# Thread: Logarithm - please help

1. ## Logarithm - please help

Please shed some light on the following......

If x and y are both positive and log_9 x = log_12 y = log_16 (x + y), find the value of x/y.

Note: log_9 x should read as log base 9 x

Thanks.

2. Originally Posted by madaboutmath
Please shed some light on the following......

If x and y are both positive and log_9 x = log_12 y = log_16 (x + y), find the value of x/y.

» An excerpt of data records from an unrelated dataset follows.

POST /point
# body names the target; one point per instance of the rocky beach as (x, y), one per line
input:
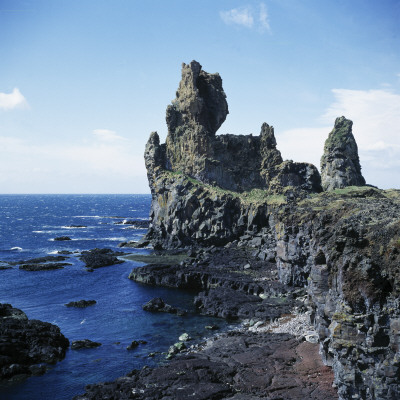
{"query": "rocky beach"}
(307, 262)
(268, 238)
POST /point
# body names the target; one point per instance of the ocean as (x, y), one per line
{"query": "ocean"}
(28, 226)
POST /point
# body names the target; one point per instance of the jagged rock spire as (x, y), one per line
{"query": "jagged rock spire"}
(340, 164)
(200, 101)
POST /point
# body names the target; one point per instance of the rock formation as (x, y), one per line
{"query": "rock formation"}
(233, 162)
(340, 165)
(259, 226)
(26, 346)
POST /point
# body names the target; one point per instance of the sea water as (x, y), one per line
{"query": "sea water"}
(28, 226)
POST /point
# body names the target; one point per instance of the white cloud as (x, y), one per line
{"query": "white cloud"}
(239, 16)
(12, 100)
(93, 166)
(376, 128)
(264, 22)
(375, 115)
(107, 136)
(248, 17)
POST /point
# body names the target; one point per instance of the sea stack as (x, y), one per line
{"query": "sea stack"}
(340, 165)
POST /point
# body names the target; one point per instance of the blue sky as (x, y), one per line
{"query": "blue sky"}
(82, 84)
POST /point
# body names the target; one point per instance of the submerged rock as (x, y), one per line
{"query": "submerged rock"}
(84, 344)
(62, 238)
(27, 345)
(237, 365)
(340, 164)
(43, 267)
(81, 303)
(98, 258)
(158, 305)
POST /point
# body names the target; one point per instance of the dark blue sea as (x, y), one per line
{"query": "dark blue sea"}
(28, 225)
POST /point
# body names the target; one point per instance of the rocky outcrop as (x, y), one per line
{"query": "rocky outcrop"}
(237, 366)
(340, 165)
(233, 162)
(97, 258)
(84, 344)
(81, 303)
(342, 245)
(26, 346)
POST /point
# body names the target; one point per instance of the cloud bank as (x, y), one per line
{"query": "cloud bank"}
(101, 163)
(107, 135)
(376, 128)
(247, 17)
(15, 99)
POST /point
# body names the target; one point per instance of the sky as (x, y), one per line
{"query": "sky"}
(84, 83)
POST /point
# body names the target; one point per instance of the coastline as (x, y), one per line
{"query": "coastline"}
(261, 358)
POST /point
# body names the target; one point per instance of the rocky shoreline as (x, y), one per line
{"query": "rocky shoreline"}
(265, 358)
(330, 235)
(27, 346)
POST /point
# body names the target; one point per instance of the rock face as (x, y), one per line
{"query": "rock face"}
(27, 345)
(340, 165)
(342, 246)
(234, 366)
(233, 162)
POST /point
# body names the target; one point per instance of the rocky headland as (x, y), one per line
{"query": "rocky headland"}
(27, 346)
(265, 238)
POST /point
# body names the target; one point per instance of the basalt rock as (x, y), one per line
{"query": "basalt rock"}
(26, 346)
(233, 162)
(340, 164)
(81, 303)
(97, 258)
(84, 344)
(343, 245)
(237, 366)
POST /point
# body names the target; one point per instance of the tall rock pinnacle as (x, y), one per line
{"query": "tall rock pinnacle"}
(340, 165)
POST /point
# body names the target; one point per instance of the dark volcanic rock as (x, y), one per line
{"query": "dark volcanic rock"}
(98, 258)
(135, 223)
(40, 260)
(26, 344)
(233, 304)
(158, 305)
(84, 344)
(81, 303)
(43, 267)
(233, 162)
(340, 165)
(234, 366)
(62, 238)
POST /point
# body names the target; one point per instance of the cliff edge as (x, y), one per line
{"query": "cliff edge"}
(342, 244)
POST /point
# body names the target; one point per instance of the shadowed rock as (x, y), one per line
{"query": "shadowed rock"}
(26, 344)
(340, 165)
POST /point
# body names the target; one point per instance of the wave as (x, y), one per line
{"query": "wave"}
(112, 239)
(75, 227)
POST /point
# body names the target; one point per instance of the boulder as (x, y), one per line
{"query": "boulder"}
(81, 303)
(27, 345)
(98, 258)
(84, 344)
(158, 305)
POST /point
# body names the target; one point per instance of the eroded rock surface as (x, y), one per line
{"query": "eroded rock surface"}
(342, 245)
(237, 365)
(233, 162)
(340, 164)
(26, 346)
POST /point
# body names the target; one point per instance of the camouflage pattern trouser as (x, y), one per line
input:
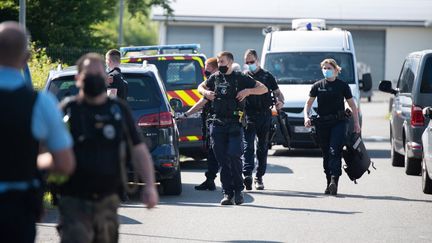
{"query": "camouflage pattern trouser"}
(83, 221)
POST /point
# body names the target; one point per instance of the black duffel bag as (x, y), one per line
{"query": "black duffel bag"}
(357, 160)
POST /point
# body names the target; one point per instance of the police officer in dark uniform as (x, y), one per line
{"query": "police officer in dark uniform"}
(205, 105)
(118, 86)
(331, 123)
(258, 117)
(27, 118)
(99, 126)
(227, 91)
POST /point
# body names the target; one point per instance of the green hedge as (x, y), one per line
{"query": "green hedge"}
(40, 65)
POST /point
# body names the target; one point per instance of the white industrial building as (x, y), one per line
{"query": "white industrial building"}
(384, 31)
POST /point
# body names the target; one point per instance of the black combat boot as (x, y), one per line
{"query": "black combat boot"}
(208, 184)
(327, 191)
(238, 197)
(247, 181)
(259, 185)
(227, 200)
(333, 185)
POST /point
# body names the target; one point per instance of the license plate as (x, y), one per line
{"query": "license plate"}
(301, 129)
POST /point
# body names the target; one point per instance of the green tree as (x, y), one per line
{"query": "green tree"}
(72, 23)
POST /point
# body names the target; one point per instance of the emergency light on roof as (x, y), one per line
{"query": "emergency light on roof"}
(308, 24)
(160, 49)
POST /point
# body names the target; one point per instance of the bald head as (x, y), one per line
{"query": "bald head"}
(13, 45)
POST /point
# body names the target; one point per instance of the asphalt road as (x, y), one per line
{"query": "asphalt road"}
(385, 206)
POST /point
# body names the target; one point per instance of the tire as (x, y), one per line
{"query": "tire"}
(426, 180)
(412, 166)
(396, 158)
(172, 186)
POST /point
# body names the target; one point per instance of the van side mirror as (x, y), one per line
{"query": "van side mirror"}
(366, 82)
(427, 112)
(176, 103)
(386, 86)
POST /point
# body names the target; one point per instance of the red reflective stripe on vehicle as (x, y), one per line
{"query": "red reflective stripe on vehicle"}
(190, 138)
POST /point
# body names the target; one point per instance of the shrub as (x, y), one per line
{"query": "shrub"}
(40, 65)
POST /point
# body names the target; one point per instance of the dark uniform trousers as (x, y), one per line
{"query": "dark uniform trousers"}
(85, 220)
(331, 139)
(258, 126)
(213, 165)
(227, 143)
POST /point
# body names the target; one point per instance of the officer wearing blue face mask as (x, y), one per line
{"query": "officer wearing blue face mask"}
(331, 122)
(258, 118)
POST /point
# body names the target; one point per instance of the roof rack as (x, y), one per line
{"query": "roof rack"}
(159, 49)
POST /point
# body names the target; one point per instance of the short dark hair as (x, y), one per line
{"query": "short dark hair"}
(114, 55)
(92, 57)
(251, 52)
(226, 54)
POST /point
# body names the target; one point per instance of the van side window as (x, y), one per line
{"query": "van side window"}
(426, 81)
(407, 76)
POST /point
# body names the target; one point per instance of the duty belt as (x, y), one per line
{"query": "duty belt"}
(6, 186)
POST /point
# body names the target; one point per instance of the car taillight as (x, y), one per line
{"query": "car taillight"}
(163, 119)
(417, 118)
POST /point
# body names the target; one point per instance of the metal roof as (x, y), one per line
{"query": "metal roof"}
(335, 12)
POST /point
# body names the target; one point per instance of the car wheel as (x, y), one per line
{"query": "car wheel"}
(172, 186)
(412, 166)
(396, 158)
(426, 180)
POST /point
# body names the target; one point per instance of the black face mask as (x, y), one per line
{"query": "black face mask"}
(207, 73)
(223, 69)
(94, 85)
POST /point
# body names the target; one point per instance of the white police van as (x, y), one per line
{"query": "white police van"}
(294, 58)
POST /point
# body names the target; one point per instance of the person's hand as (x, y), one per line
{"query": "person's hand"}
(110, 79)
(307, 122)
(357, 128)
(242, 94)
(279, 105)
(150, 196)
(210, 95)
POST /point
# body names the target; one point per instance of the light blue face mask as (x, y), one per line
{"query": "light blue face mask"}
(327, 73)
(252, 67)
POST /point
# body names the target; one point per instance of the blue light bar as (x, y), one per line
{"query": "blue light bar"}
(162, 49)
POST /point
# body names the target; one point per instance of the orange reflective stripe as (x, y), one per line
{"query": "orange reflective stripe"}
(185, 97)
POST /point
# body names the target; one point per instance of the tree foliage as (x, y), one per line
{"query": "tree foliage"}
(72, 23)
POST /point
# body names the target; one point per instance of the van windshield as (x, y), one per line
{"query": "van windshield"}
(304, 67)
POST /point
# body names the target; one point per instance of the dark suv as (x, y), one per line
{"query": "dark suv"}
(407, 123)
(152, 113)
(182, 69)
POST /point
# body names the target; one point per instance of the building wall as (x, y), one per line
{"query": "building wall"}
(370, 52)
(202, 35)
(399, 43)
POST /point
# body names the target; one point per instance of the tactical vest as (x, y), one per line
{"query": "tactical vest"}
(226, 105)
(18, 147)
(97, 133)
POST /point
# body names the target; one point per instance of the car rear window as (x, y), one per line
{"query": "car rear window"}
(426, 83)
(143, 91)
(179, 74)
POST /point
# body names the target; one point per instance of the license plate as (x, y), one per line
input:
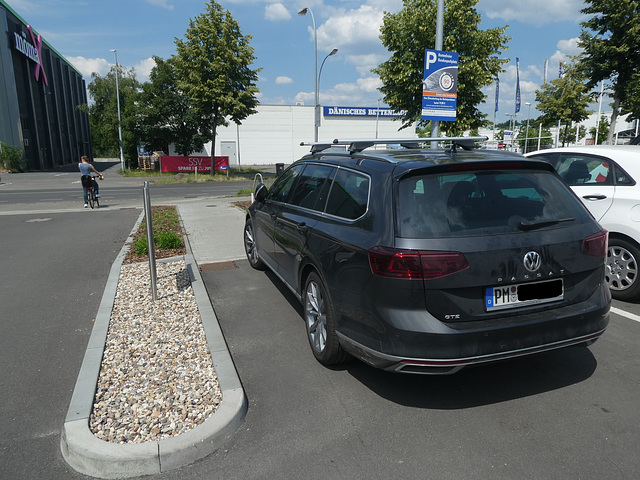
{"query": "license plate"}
(511, 296)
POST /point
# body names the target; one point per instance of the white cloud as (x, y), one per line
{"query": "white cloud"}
(566, 49)
(143, 69)
(87, 66)
(161, 3)
(533, 12)
(23, 5)
(355, 30)
(276, 12)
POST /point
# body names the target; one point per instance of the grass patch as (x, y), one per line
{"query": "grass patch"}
(167, 236)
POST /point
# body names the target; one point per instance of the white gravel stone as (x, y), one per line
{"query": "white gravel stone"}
(157, 379)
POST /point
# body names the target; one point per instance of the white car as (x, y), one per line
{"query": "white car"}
(605, 178)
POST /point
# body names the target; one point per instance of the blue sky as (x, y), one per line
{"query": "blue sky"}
(85, 32)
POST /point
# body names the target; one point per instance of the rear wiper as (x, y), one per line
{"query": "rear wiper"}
(526, 226)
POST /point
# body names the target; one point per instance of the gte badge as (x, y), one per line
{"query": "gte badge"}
(440, 85)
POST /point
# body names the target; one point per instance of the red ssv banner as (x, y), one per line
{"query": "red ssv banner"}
(189, 164)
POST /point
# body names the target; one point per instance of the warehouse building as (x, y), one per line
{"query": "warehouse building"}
(42, 97)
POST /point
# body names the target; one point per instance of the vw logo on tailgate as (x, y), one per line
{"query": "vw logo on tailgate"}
(532, 261)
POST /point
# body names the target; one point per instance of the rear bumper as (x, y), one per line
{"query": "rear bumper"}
(444, 348)
(440, 366)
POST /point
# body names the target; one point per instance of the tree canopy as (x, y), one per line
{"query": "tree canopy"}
(611, 43)
(408, 33)
(164, 114)
(564, 99)
(213, 65)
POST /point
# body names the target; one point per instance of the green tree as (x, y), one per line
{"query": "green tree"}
(213, 64)
(603, 130)
(103, 112)
(564, 99)
(568, 136)
(408, 33)
(164, 114)
(611, 42)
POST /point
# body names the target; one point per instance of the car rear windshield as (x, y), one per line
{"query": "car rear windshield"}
(480, 202)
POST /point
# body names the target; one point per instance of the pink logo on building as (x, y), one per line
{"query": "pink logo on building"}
(37, 43)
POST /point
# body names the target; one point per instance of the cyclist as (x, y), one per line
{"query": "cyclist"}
(85, 171)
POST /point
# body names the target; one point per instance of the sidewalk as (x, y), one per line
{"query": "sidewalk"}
(214, 233)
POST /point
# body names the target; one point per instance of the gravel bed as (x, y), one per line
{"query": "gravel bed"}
(157, 379)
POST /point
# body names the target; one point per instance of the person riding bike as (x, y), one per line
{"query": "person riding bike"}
(85, 171)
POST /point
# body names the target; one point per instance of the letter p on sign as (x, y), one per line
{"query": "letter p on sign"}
(431, 58)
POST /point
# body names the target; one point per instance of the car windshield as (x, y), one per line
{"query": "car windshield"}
(483, 202)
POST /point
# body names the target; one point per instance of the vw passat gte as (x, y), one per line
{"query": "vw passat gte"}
(422, 260)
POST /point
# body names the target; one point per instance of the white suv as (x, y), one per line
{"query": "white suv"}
(605, 178)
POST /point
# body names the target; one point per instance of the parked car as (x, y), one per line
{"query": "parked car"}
(605, 179)
(426, 261)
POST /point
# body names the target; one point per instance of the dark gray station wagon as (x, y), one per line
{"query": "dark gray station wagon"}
(421, 260)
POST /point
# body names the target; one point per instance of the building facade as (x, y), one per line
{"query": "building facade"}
(275, 133)
(43, 98)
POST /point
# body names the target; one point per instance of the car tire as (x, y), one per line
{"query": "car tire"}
(621, 271)
(319, 320)
(251, 248)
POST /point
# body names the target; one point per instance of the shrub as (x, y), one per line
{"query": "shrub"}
(140, 246)
(162, 241)
(167, 240)
(12, 158)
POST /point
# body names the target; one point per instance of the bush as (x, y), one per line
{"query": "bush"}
(162, 241)
(12, 158)
(140, 246)
(167, 240)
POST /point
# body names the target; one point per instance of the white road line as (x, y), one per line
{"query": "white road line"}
(631, 316)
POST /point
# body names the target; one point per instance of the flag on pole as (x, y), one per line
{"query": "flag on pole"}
(517, 84)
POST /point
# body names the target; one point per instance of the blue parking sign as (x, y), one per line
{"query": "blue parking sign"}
(440, 85)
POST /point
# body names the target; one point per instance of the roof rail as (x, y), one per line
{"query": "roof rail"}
(317, 146)
(355, 146)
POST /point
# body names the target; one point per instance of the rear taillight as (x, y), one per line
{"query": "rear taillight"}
(400, 263)
(596, 245)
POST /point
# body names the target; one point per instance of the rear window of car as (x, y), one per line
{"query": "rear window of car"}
(482, 202)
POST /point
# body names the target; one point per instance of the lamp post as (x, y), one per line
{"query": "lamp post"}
(317, 109)
(302, 13)
(377, 116)
(526, 137)
(115, 53)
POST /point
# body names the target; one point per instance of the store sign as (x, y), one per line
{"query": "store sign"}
(359, 112)
(32, 50)
(192, 163)
(440, 85)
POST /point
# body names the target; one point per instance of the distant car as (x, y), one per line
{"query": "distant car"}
(423, 260)
(605, 178)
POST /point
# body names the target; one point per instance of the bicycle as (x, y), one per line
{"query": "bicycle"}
(91, 193)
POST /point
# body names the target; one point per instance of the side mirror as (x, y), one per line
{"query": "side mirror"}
(261, 192)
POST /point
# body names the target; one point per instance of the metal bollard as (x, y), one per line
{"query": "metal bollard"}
(150, 245)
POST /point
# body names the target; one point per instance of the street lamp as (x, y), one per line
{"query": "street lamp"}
(332, 52)
(377, 116)
(302, 13)
(526, 137)
(115, 53)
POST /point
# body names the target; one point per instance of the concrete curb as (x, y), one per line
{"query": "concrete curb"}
(91, 456)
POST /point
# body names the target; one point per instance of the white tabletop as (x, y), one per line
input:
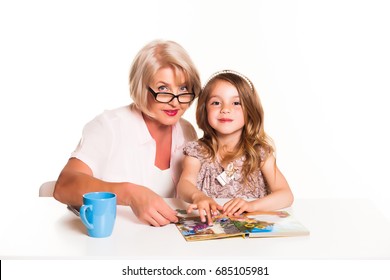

Note: log_9 x should read as log base 9 x

Thanks.

Put:

$\displaystyle u=\log_9(x)=\log_{12}(y)=\log_{16}(x+y)$

Then:

$\displaystyle 9^u=x,\ 12^u=y,\ 16^u=x+y$

So:

$\displaystyle \frac{x+y}{y}=\left[\frac{16}{12}\right]^u=\left[\frac{4}{3}\right]^u$

and:

$\displaystyle \frac{y}{x}=\left[\frac{12}{9}\right]^u=\left[\frac{4}{3}\right]^u$

Therefore if $\displaystyle z=x/y$, we have:

$\displaystyle z+1=1/z$

which is a quadratic in $\displaystyle z$, one (or more of which's solutions)
should solve the problem.

RonL

RonL

3. ## Logarithm

I really appreciate your prompt help CaptainBlack. The answer is (sqrt5-1)/2.

Thanks.

MAM